After Vietnam switched to the Vietnamese alphabet, European punctuation was adopted in favor of traditional punctuation.

- dấu chấm - period, full stop (.); used to mark end of a sentence.
- dấu hỏi - question mark (?); used at the end of an interrogative sentence.
- dấu chấm than (dấu cảm) - exclamation mark (!); used to express strong emotions, commands, or exclamations.
- dấu lửng - ellipsis (...); indicates an unfinished thought, hesitation, or omitted words.
- dấu phẩy - comma (,); Separates elements in a sentence, clarifies meaning, or indicates a pause.
- dấu chấm phẩy - semicolon (;); used to separate clauses in a complex sentence or list items that contain commas.
- dấu hai chấm - colon (:); introduces an explanation, a list, or a quotation.
- dấu (gạch) ngang - dash (—); used to mark the boundary of a parenthetical element.
- dấu gạch nối - hyphen (-); used to link all syllable in polysyllabic loanwords e.g.

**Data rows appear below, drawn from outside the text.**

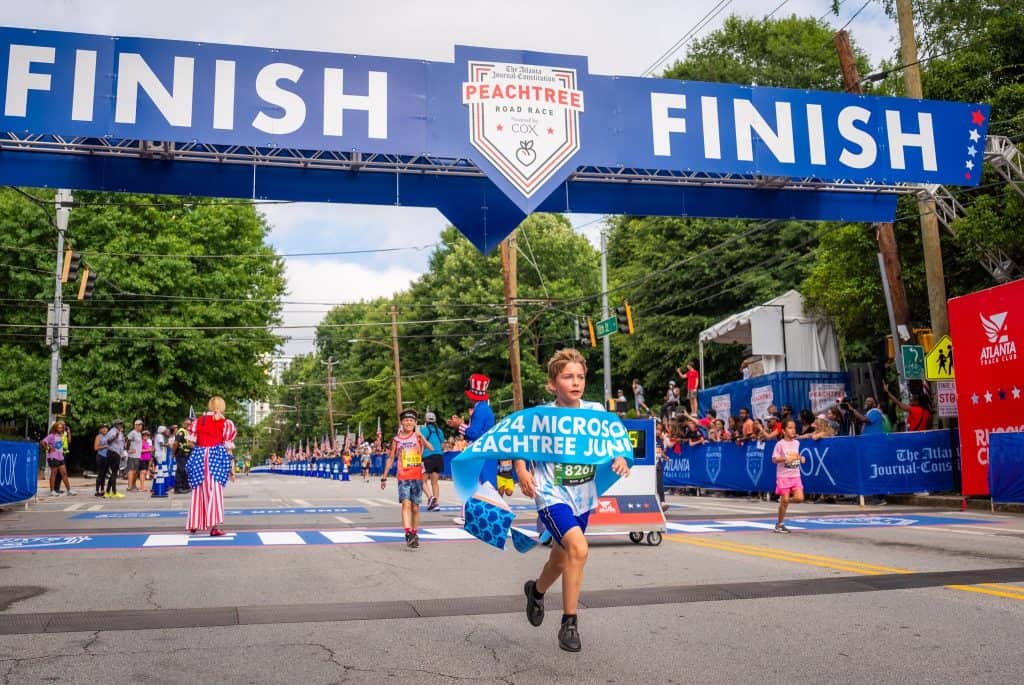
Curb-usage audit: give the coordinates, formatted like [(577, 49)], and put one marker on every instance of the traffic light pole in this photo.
[(61, 199), (606, 340)]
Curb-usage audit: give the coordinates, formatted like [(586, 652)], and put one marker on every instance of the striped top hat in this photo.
[(477, 389)]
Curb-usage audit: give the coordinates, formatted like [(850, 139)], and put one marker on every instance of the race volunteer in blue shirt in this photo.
[(433, 459)]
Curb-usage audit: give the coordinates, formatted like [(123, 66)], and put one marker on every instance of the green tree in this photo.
[(137, 347)]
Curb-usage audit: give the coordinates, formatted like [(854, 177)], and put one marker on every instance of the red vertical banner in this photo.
[(987, 330)]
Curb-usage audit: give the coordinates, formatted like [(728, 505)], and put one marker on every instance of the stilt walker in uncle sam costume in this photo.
[(566, 455), (209, 468)]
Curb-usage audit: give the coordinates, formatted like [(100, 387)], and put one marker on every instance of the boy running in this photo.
[(787, 460), (408, 446), (563, 504)]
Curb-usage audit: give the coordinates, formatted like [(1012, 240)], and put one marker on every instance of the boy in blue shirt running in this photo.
[(564, 494)]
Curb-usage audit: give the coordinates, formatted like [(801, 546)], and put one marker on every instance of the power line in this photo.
[(850, 20), (721, 5)]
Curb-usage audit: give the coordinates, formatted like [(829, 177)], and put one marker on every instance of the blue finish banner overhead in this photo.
[(1006, 467), (886, 464), (527, 120), (18, 471)]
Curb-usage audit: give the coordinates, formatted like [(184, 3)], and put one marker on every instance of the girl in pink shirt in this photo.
[(787, 460), (145, 459)]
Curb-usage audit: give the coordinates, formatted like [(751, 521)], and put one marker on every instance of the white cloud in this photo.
[(314, 285)]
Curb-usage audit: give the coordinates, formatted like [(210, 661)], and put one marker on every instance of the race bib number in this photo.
[(573, 474), (412, 458)]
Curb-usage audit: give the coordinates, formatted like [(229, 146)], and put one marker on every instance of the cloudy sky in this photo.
[(619, 38)]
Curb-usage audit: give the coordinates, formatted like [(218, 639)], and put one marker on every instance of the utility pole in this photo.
[(61, 202), (926, 206), (511, 282), (892, 275), (397, 368), (330, 401), (606, 341)]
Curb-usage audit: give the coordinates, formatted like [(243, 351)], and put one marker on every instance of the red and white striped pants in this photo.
[(207, 507)]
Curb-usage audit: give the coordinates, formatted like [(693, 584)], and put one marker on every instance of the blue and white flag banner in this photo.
[(550, 434)]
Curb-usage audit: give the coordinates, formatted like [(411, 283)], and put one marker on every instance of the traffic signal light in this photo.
[(625, 316), (72, 261), (88, 284)]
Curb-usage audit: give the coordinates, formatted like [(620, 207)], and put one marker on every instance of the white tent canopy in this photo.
[(778, 331)]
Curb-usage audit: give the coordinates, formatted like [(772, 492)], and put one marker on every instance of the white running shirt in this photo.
[(580, 498)]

Niu-tơn (Newton).
  - It was also used to link multiple syllables in compound words and names (including nicknames, art names, place names, and location names.), especially during the period when Latin Script (Chữ Quốc Ngữ) started to be used. However, the usage of hyphens for linking compound words wasn't consistent, universal, and standardized, some writers or authors will use it consistently while others may use it relatively, partially, or omitted entirely. Nowadays, especially after 1975, Vietnamese texts in both Vietnam and overseas rarely use hyphens to connect compound words.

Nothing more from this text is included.